Burundian Human rights activist Germain Rukuki who was jailed for 32 years after protesting against late president Pierre Nkurunziza has had his sentence reduced to just one year, a judicial source confirms.
The verdict was announced just as Burundi’s EU ambassador said the bloc was considering lifting sanctions imposed on the country after a deadly political crisis in 2015.
Germain Rukuki was one of thousands arrested for protesting against then president Pierre Nkurunziza’s contentious third term bid. He was handed one of the heaviest sentences in Burundi’s human rights history.
Following the sudden death of Nkurunziza and after President Evariste Ndayishimiye took office, his ruling was quashed last year by Burundi’s Supreme Court.

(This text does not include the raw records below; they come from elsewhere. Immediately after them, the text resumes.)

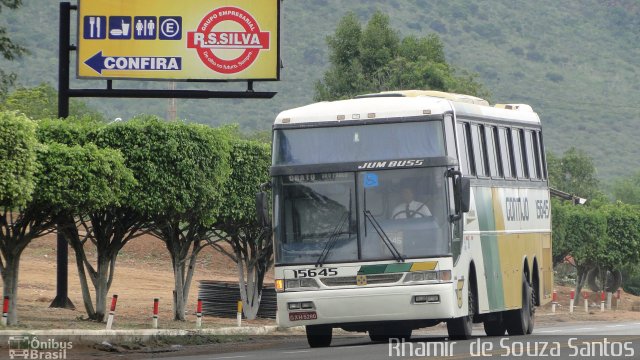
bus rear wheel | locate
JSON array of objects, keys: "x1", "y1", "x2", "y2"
[
  {"x1": 483, "y1": 313, "x2": 507, "y2": 336},
  {"x1": 505, "y1": 274, "x2": 535, "y2": 335},
  {"x1": 306, "y1": 325, "x2": 333, "y2": 348}
]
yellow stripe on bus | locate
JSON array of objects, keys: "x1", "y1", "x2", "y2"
[{"x1": 409, "y1": 261, "x2": 438, "y2": 271}]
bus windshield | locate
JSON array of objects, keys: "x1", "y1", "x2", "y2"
[
  {"x1": 274, "y1": 167, "x2": 450, "y2": 264},
  {"x1": 273, "y1": 120, "x2": 445, "y2": 166}
]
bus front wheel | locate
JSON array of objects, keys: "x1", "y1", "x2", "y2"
[
  {"x1": 484, "y1": 313, "x2": 507, "y2": 336},
  {"x1": 447, "y1": 284, "x2": 476, "y2": 340},
  {"x1": 306, "y1": 325, "x2": 333, "y2": 348}
]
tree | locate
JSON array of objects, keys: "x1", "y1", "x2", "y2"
[
  {"x1": 554, "y1": 206, "x2": 607, "y2": 294},
  {"x1": 547, "y1": 147, "x2": 603, "y2": 200},
  {"x1": 1, "y1": 83, "x2": 105, "y2": 122},
  {"x1": 95, "y1": 116, "x2": 234, "y2": 320},
  {"x1": 0, "y1": 0, "x2": 27, "y2": 99},
  {"x1": 315, "y1": 11, "x2": 489, "y2": 101},
  {"x1": 0, "y1": 112, "x2": 38, "y2": 325},
  {"x1": 612, "y1": 171, "x2": 640, "y2": 205},
  {"x1": 37, "y1": 115, "x2": 141, "y2": 321},
  {"x1": 39, "y1": 144, "x2": 137, "y2": 321},
  {"x1": 211, "y1": 139, "x2": 273, "y2": 319}
]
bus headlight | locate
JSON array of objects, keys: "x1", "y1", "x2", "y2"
[
  {"x1": 275, "y1": 279, "x2": 284, "y2": 292},
  {"x1": 404, "y1": 270, "x2": 451, "y2": 283}
]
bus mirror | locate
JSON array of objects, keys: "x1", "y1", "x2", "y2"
[
  {"x1": 256, "y1": 191, "x2": 271, "y2": 227},
  {"x1": 459, "y1": 177, "x2": 471, "y2": 213}
]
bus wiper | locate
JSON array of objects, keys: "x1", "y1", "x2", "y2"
[
  {"x1": 364, "y1": 210, "x2": 404, "y2": 262},
  {"x1": 316, "y1": 212, "x2": 351, "y2": 267}
]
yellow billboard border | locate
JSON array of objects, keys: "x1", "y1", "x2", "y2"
[{"x1": 75, "y1": 0, "x2": 282, "y2": 83}]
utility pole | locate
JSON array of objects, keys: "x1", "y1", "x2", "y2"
[{"x1": 167, "y1": 81, "x2": 178, "y2": 121}]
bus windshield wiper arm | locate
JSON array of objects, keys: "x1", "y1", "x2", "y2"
[
  {"x1": 364, "y1": 210, "x2": 404, "y2": 262},
  {"x1": 316, "y1": 212, "x2": 351, "y2": 267}
]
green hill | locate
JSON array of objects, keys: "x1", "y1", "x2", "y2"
[{"x1": 0, "y1": 0, "x2": 640, "y2": 179}]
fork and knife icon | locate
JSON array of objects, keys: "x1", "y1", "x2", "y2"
[{"x1": 89, "y1": 16, "x2": 102, "y2": 39}]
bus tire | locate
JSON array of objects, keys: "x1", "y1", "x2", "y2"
[
  {"x1": 447, "y1": 284, "x2": 476, "y2": 340},
  {"x1": 527, "y1": 286, "x2": 537, "y2": 334},
  {"x1": 505, "y1": 274, "x2": 533, "y2": 336},
  {"x1": 369, "y1": 325, "x2": 413, "y2": 342},
  {"x1": 306, "y1": 325, "x2": 333, "y2": 348},
  {"x1": 483, "y1": 313, "x2": 507, "y2": 336}
]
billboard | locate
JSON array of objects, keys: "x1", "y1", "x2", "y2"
[{"x1": 77, "y1": 0, "x2": 280, "y2": 81}]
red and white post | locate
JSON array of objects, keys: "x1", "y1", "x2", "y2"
[
  {"x1": 2, "y1": 296, "x2": 9, "y2": 326},
  {"x1": 151, "y1": 298, "x2": 160, "y2": 329},
  {"x1": 107, "y1": 294, "x2": 118, "y2": 330},
  {"x1": 569, "y1": 290, "x2": 576, "y2": 313},
  {"x1": 582, "y1": 291, "x2": 589, "y2": 313},
  {"x1": 196, "y1": 299, "x2": 202, "y2": 329},
  {"x1": 236, "y1": 300, "x2": 242, "y2": 327}
]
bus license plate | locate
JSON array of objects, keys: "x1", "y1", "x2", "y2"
[{"x1": 289, "y1": 311, "x2": 318, "y2": 321}]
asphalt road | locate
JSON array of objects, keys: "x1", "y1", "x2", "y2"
[{"x1": 164, "y1": 322, "x2": 640, "y2": 360}]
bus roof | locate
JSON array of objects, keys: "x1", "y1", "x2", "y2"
[{"x1": 275, "y1": 90, "x2": 540, "y2": 125}]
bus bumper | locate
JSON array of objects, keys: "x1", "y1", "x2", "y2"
[{"x1": 276, "y1": 283, "x2": 458, "y2": 327}]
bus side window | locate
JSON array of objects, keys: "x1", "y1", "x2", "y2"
[
  {"x1": 527, "y1": 131, "x2": 542, "y2": 180},
  {"x1": 471, "y1": 124, "x2": 489, "y2": 177},
  {"x1": 443, "y1": 115, "x2": 458, "y2": 158},
  {"x1": 511, "y1": 129, "x2": 525, "y2": 179},
  {"x1": 484, "y1": 126, "x2": 502, "y2": 178},
  {"x1": 498, "y1": 127, "x2": 515, "y2": 179},
  {"x1": 536, "y1": 131, "x2": 547, "y2": 180},
  {"x1": 457, "y1": 123, "x2": 475, "y2": 175}
]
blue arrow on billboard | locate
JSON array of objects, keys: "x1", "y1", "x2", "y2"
[{"x1": 84, "y1": 51, "x2": 182, "y2": 75}]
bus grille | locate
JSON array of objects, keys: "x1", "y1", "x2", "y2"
[{"x1": 320, "y1": 273, "x2": 403, "y2": 286}]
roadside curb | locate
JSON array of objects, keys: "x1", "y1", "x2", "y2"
[{"x1": 0, "y1": 325, "x2": 304, "y2": 344}]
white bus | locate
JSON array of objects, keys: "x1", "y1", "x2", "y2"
[{"x1": 263, "y1": 90, "x2": 553, "y2": 347}]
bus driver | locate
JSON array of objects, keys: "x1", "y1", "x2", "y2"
[{"x1": 391, "y1": 187, "x2": 431, "y2": 219}]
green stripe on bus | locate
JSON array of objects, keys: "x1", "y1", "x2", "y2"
[
  {"x1": 384, "y1": 263, "x2": 413, "y2": 273},
  {"x1": 475, "y1": 188, "x2": 504, "y2": 310}
]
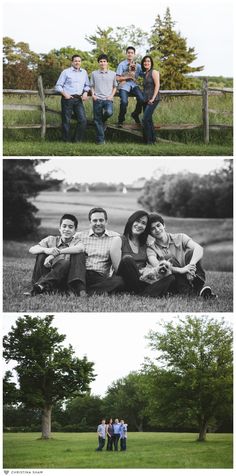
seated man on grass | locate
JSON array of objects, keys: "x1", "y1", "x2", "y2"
[
  {"x1": 71, "y1": 207, "x2": 124, "y2": 294},
  {"x1": 25, "y1": 214, "x2": 86, "y2": 296},
  {"x1": 147, "y1": 213, "x2": 217, "y2": 299}
]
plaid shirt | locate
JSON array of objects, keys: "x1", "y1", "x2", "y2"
[
  {"x1": 38, "y1": 235, "x2": 79, "y2": 264},
  {"x1": 75, "y1": 229, "x2": 119, "y2": 277}
]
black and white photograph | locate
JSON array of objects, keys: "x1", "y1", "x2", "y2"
[
  {"x1": 0, "y1": 0, "x2": 235, "y2": 476},
  {"x1": 3, "y1": 158, "x2": 233, "y2": 312}
]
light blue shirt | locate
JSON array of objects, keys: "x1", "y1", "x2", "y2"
[
  {"x1": 120, "y1": 423, "x2": 127, "y2": 438},
  {"x1": 113, "y1": 423, "x2": 121, "y2": 435},
  {"x1": 116, "y1": 60, "x2": 143, "y2": 92},
  {"x1": 91, "y1": 70, "x2": 117, "y2": 100},
  {"x1": 97, "y1": 424, "x2": 106, "y2": 440},
  {"x1": 55, "y1": 66, "x2": 90, "y2": 96}
]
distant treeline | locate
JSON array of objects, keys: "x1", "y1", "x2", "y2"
[
  {"x1": 3, "y1": 8, "x2": 232, "y2": 90},
  {"x1": 138, "y1": 160, "x2": 233, "y2": 218}
]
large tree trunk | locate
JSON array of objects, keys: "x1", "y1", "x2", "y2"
[
  {"x1": 42, "y1": 405, "x2": 52, "y2": 440},
  {"x1": 198, "y1": 419, "x2": 208, "y2": 441}
]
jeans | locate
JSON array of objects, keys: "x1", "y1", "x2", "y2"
[
  {"x1": 32, "y1": 253, "x2": 85, "y2": 293},
  {"x1": 143, "y1": 101, "x2": 159, "y2": 144},
  {"x1": 120, "y1": 438, "x2": 126, "y2": 451},
  {"x1": 113, "y1": 433, "x2": 120, "y2": 451},
  {"x1": 93, "y1": 99, "x2": 113, "y2": 144},
  {"x1": 61, "y1": 96, "x2": 87, "y2": 142},
  {"x1": 118, "y1": 86, "x2": 143, "y2": 123},
  {"x1": 169, "y1": 250, "x2": 206, "y2": 294}
]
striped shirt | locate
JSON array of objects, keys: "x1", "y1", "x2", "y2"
[
  {"x1": 74, "y1": 229, "x2": 119, "y2": 277},
  {"x1": 147, "y1": 233, "x2": 191, "y2": 267},
  {"x1": 91, "y1": 70, "x2": 117, "y2": 100},
  {"x1": 55, "y1": 66, "x2": 90, "y2": 96}
]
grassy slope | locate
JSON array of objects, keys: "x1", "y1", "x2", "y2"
[
  {"x1": 3, "y1": 192, "x2": 233, "y2": 312},
  {"x1": 4, "y1": 95, "x2": 233, "y2": 156},
  {"x1": 4, "y1": 433, "x2": 232, "y2": 468}
]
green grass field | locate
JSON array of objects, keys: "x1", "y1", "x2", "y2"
[
  {"x1": 3, "y1": 95, "x2": 233, "y2": 156},
  {"x1": 3, "y1": 192, "x2": 233, "y2": 312},
  {"x1": 3, "y1": 433, "x2": 233, "y2": 469}
]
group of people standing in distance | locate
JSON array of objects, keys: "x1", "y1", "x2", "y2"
[
  {"x1": 25, "y1": 207, "x2": 216, "y2": 298},
  {"x1": 55, "y1": 46, "x2": 160, "y2": 144},
  {"x1": 96, "y1": 418, "x2": 128, "y2": 451}
]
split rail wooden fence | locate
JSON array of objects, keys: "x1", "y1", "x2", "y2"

Armel Niyongere, head of the human rights group Acat Burundi said that Rukuki had been re-tried at an appeals court in March.
“It delivered its verdict by reducing his sentence to one year in prison and a fine of $24 for ‘rebellion’…We’re waiting for Rukuki, who has already served his sentence, to be released immediately,” Niyongere said.
The verdict was announced just moments after Ndayishimiye met with Burundi’s EU ambassador Claude Bochu on Monday.
Bochu stated that it was considering lifting sanctions because of “positive developments initiated by the president in terms of good governance, rule of law and human rights.”
Ndayishimiye’s election last year has raised hopes for a more open political engagement after many years of repression and violence in the troubled East African nation.
Amnesty International has raised intensive campaign against Rukuki’s unjust incarceration. One of such included its annual “Write for Rights” letter-writing campaign.